Iran and lazy journalism

Muddled Metro gets it wrong on nukes

By Mehdi Hasan

Aidan Radnedge’s cover story in Metro this morning is an abysmal piece of journalism — if, indeed, it can be called journalism.

Headlined “We will rid world of nuclear arms” (sorry, there doesn’t seem to be a link available for the piece on the Metro website) and focusing on the UN’s “landmark pledge” to abolish nukes, his bizarre piece claims in its opening paragraph that the pledge was made “despite defiance from Iran and North Korea”.

Really? Iran? Defiant on nuclear weapons? The Iranian regime is proudly, publicly and defiantly committed only to nuclear energy, not nuclear weapons.
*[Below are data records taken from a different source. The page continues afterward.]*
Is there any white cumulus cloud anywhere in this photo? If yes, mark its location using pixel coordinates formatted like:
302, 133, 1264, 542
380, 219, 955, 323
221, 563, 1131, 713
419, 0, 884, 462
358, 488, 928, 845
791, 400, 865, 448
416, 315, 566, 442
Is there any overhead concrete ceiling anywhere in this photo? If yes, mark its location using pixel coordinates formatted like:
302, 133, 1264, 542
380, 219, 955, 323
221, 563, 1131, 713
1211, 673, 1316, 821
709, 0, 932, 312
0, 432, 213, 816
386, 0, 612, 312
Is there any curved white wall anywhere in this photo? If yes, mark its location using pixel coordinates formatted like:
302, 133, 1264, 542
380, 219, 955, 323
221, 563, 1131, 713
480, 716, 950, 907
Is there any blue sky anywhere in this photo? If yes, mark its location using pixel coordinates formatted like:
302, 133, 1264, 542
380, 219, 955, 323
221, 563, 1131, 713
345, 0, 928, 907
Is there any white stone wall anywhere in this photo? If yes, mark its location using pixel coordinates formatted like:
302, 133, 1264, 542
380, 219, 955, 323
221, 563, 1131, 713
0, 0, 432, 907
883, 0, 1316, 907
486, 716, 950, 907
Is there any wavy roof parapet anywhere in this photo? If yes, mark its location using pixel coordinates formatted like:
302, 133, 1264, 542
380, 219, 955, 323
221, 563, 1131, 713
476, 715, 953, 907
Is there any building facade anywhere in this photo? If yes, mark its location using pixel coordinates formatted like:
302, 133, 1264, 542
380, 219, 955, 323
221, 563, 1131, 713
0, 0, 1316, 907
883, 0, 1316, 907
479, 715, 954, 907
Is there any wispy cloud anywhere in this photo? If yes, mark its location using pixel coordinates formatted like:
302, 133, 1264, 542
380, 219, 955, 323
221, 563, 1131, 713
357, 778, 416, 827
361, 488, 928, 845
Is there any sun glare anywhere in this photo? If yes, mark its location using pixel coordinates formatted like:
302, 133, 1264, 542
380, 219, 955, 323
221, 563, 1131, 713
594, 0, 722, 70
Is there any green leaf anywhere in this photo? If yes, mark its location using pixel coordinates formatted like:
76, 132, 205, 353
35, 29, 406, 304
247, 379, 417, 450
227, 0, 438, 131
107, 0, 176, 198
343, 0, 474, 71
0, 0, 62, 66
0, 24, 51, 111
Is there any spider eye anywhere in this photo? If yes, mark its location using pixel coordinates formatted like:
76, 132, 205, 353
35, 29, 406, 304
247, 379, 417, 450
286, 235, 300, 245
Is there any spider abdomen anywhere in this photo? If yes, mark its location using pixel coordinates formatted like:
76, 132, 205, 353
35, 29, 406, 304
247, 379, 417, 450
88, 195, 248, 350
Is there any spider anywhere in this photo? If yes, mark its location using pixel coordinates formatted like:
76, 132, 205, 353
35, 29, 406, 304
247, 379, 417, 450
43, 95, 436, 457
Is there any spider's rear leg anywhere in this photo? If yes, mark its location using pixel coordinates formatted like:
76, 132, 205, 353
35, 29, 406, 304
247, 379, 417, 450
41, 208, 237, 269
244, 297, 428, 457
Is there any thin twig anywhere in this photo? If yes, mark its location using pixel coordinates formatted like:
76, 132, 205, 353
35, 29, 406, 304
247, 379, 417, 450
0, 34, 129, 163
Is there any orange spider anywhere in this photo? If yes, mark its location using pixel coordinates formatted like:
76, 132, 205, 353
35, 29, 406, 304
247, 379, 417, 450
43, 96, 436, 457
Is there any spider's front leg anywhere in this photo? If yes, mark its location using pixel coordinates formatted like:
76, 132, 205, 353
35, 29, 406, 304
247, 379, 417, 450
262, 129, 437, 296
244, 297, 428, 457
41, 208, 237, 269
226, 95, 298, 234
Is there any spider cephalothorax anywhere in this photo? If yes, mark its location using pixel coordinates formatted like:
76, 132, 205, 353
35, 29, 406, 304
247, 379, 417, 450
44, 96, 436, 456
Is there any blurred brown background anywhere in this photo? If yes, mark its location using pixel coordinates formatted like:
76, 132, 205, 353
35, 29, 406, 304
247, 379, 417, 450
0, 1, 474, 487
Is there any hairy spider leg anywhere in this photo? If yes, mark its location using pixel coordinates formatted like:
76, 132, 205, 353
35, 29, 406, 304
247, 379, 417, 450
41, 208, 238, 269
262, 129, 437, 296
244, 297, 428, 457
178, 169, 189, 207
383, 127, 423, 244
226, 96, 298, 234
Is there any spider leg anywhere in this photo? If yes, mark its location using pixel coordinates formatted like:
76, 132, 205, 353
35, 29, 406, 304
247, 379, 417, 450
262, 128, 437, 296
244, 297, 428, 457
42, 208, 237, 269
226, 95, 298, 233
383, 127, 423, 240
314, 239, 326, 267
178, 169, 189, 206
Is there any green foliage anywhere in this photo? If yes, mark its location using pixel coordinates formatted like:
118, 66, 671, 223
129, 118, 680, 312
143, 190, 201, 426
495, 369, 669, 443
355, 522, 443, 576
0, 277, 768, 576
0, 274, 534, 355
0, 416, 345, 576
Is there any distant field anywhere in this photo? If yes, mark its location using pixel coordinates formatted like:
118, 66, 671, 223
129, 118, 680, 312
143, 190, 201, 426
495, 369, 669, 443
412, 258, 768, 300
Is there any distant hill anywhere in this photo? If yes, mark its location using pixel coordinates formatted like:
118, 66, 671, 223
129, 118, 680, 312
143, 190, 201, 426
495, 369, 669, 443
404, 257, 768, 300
You could argue — without a shred of evidence — that the Iranians are secretly building a nuclear bomb, and should not therefore be trusted with a uranium enrichment programme, but you can’t then pretend that they would be bragging about it at the United Nations. The reality is that as long ago as 2003 the Supreme Leader of Iran, Ayatollah Ali Khamenei, proclaimed in a fatwa that “the production, stockpiling and use of nuclear weapons are forbidden under Islam” and that “the Islamic Republic of Iran shall never acquire these weapons”.

In the penultimate paragraph of the article, Radnedge chooses flatly to contradict his own inflammatory claim from the opening paragraph by actually quoting from the official Iranian statement at the UN yesterday: “Our commitment to non-proliferation remains intact.”

Which is it, Aidan? Is (non-nuclear) Iran committed to “non-proliferation”, or is it in “defiance”?